Summers at the shore have always tasted of salt and sugar--the saline lick on your lips from ocean spray, snowy powdered sugar atop crumb buns and donuts at Kohler's, steamers in garlicky, briny butter from Quahog's, and sweet creamy, dairy fresh scoops of Espresso Crunch from Sundae Best Ice Cream Parlor, or a Kohr Brothers chocolate custard in a sugar cone.

For me, the journey of this seven mile island begins in Avalon where I had my first taste of shoreline bliss during our one week stays in a one bedroom efficiency at the Whitebrier Hotel.

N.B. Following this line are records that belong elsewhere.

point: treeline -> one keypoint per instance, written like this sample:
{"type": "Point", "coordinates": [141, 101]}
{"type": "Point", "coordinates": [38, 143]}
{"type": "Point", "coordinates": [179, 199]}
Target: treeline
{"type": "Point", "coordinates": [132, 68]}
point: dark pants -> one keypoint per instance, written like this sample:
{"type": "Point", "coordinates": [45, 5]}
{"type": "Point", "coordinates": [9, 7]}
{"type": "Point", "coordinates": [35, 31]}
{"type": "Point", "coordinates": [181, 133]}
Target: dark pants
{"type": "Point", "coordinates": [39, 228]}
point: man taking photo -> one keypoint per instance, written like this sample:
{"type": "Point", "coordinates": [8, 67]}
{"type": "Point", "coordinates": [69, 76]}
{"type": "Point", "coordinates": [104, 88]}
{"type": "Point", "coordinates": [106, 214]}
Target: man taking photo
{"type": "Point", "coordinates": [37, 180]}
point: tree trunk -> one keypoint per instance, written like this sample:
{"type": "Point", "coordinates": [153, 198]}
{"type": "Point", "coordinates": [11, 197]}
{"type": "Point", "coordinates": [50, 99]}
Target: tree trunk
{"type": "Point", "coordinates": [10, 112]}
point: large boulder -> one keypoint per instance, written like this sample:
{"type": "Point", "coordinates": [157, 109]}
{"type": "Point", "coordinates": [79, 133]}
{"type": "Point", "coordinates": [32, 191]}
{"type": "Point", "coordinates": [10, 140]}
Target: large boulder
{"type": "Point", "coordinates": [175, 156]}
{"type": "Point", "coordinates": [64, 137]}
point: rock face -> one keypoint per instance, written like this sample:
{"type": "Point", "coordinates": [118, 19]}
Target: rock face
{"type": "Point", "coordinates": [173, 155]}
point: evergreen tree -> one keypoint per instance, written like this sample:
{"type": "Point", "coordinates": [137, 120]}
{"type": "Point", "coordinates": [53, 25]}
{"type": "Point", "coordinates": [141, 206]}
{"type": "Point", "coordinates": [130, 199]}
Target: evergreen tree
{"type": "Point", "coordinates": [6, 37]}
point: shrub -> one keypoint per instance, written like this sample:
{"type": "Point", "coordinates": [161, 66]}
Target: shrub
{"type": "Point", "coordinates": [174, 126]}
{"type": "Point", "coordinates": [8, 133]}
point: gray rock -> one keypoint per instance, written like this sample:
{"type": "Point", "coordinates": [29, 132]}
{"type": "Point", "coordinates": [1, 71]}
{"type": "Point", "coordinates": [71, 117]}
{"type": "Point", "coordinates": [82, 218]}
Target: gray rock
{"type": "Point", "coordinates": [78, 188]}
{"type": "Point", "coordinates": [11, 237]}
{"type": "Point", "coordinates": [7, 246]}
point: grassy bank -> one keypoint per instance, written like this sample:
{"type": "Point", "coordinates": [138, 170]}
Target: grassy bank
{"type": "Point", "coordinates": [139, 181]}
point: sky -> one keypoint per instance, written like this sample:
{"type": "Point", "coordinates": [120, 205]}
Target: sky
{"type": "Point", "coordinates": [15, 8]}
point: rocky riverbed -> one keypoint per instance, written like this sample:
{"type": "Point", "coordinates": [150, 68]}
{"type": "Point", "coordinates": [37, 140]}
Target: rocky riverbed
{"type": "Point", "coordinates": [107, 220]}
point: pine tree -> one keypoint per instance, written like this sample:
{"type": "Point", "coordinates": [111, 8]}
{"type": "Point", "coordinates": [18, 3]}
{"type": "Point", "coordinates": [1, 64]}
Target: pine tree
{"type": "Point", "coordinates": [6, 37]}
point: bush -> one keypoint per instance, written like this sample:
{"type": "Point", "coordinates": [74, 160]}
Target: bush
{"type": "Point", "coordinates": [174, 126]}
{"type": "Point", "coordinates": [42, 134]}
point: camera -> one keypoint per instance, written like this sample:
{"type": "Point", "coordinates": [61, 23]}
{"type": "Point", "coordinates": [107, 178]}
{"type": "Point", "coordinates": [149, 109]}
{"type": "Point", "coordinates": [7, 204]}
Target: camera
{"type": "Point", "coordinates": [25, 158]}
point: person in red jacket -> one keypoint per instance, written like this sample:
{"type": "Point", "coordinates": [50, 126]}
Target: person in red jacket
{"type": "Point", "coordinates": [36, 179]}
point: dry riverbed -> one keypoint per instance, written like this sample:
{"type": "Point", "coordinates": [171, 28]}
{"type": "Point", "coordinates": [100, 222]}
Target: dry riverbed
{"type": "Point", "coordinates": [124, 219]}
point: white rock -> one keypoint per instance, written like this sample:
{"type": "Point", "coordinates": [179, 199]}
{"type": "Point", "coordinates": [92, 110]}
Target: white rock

It's the days at the Whitebrier that mark a childhood. Our hours were measured in rounds of body surfing in the ocean and building drip castles in the sand, afternoons swimming in the hotel pool or shopping for t-shirts at Hoy's. We snacked on Doritos and Pennsylvania Dutch Birch Beer purchased from the vending machine on the third floor while our parents kept an eye on us from the poolside bar, drinking cocktails.

Now I've become more of a bay watch fan--content to sit on the porch of our rental home on Sunset Drive and watch the boats and the birds and the ripple of time pass before me. I'm happy to browse the newly re-opened Barrier Island Books and Art shop on 95th Street where I pick up another copy of one of my top ten favorite books My Ántonia. If you've never read it, go out immediately and grab yourself a copy, or borrow mine.

Steph and I walk the Farmer's Market on Sunday morning, tasting more of the salt and sugar of the island--bacon on a stick, coffee with coconut oil and grass-fed butter, pickles, and fresh from the farm produce. We eat sandwiches almost everyday at the lovely Yvette's Cafe-- ham and cornichon on French bread and the California BLT with bacon and avocado. We buy delicately smoked Castillo de Canena olive oil at Environ's Marketplace and chat up Maria Lisa about food and travel and the gorgeous writing of Carlos Ruiz Zafón.

A little more shopping, a little more salt, and a Duck Donut for the road on our way out of the island, homeward bound. Another ritual of summer passes. Another season begins. Back home, two days later, we watch the moon's passage across the sun from atop the Catholic cemetery during America's Great Eclipse 2017. The moon waxes and wanes, as does another summer in this old life.